A group of Arab hackers have threated to attack Western websites in retaliation for an anti-Islamic American film that has sparked outrage and violence across the Middle East.
One of the hackers, who identified himself as Ridouan, said in an email sent to the Al Arabiya News Channel that the group calling itself the Arab Electronic Army had hacked several Western sites and would target more.
In checking the nine sites listed by the group, CSO Online found Monday that five were either down or had messages praising the Prophet Muhammad. Two of the sites had a video in Arabic that appeared to talk about the teachings in the Koran. The URLs of seven of the sites had Brazilian country codes.
The group is part of the widespread anger over an online video called "Innocence of Muslims" that has brought protests across as many as 20 countries. The outrage stems from the film's denigration of the Prophet Muhammad, which is punishable by death in some Arab countries.
The latest hacking operation claimed to be part of a "campaign to defend Allah's prophet," Al Arabiya reports.
"The army was recently formed and we have started to work as a team after we used to work individually," the email said. The spokesman for the group identified the participants as Abdel Haq from Morocco, Saudi Hacker and Alaa and Khaled, both from Syria.
[Bill Brenner in Salted Hash: Security Wisdom Watch - Hacktivist all-stars edition]
"The hacking operations are of course a response to the offense against the prophet, peace and blessing be upon him," the spokesman said.
How much of a threat the group poses to U.S. companies is unclear. Cyber threats from the Middle East are growing. Over the last year, Iranian hackers have repeatedly attacked Bank of America, JPMorgan Chase & Co. and Citigroup, Reuters reported.
Most of the attacks have been denial of service campaigns that are believed to be in retaliation for Western economic sanctions against Iran.
The new group appears to be hactivists targeting Western sites as part of a religious cause. Such groups are worth monitoring, because hactivists will often announce attacks several weeks in advance.
"That's how they pull together a group of people who will attack a given target," said Rob Rachwald, director of security strategy at Imperva.

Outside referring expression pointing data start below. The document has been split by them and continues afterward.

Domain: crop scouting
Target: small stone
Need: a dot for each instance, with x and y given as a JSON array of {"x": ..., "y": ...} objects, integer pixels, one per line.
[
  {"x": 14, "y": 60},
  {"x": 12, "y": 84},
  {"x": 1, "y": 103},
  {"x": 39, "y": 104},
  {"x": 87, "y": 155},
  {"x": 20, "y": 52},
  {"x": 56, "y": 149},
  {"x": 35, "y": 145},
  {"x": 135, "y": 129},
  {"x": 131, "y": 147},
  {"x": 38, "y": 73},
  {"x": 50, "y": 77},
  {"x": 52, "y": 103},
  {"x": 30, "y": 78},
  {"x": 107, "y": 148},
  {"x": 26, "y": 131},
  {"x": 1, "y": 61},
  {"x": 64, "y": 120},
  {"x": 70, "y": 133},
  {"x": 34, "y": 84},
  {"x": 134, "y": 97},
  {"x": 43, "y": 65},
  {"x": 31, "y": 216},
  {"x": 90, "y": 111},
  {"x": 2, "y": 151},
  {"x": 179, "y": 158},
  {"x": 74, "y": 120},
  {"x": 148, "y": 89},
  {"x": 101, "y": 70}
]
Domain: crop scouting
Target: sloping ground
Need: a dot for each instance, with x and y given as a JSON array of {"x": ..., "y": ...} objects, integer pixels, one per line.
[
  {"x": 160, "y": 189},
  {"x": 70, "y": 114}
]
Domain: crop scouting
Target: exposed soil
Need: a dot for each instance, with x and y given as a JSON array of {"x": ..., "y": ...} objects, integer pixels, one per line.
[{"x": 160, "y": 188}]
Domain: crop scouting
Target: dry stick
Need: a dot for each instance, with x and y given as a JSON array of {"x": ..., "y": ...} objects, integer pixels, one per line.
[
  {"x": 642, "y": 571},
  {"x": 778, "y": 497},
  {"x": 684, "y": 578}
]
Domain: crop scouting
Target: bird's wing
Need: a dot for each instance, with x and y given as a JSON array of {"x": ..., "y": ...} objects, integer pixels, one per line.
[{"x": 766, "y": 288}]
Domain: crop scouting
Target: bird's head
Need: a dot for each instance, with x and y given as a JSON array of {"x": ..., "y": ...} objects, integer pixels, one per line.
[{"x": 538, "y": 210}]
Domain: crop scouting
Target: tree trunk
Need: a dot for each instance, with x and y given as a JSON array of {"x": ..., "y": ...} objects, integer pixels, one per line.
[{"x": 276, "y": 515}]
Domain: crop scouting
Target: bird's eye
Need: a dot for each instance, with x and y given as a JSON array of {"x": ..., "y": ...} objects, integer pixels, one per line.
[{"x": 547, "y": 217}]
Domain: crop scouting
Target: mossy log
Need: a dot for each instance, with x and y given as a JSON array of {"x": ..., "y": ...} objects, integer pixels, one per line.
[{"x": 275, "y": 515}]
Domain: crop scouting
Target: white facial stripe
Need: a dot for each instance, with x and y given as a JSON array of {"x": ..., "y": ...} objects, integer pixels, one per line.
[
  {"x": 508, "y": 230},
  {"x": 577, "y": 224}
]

Arab hackers have shown signs of becoming more organized in promoting and launching campaigns, said Nimmy Reichenberg, vice president of business development for AlogSec. "Muslim hackers are doing a better job at joining forces and sharing information," he said.
The best corporate defense against hacktivists remains keeping business software and security technology up to date, as well as teaching employees not to open unknown attachments, security experts say. Web-facing applications that perform e-commerce and other types of transactions are a favorite of hackers.
"Put the best lock on the door that you can," Reichenberg said.
Hacktivists accounted for 3% of data breaches last year, but stole more than half the data, says Verizon's 2012 Data Breach Investigations Report. Organized crime groups were responsible for more than eight in 10 data breaches.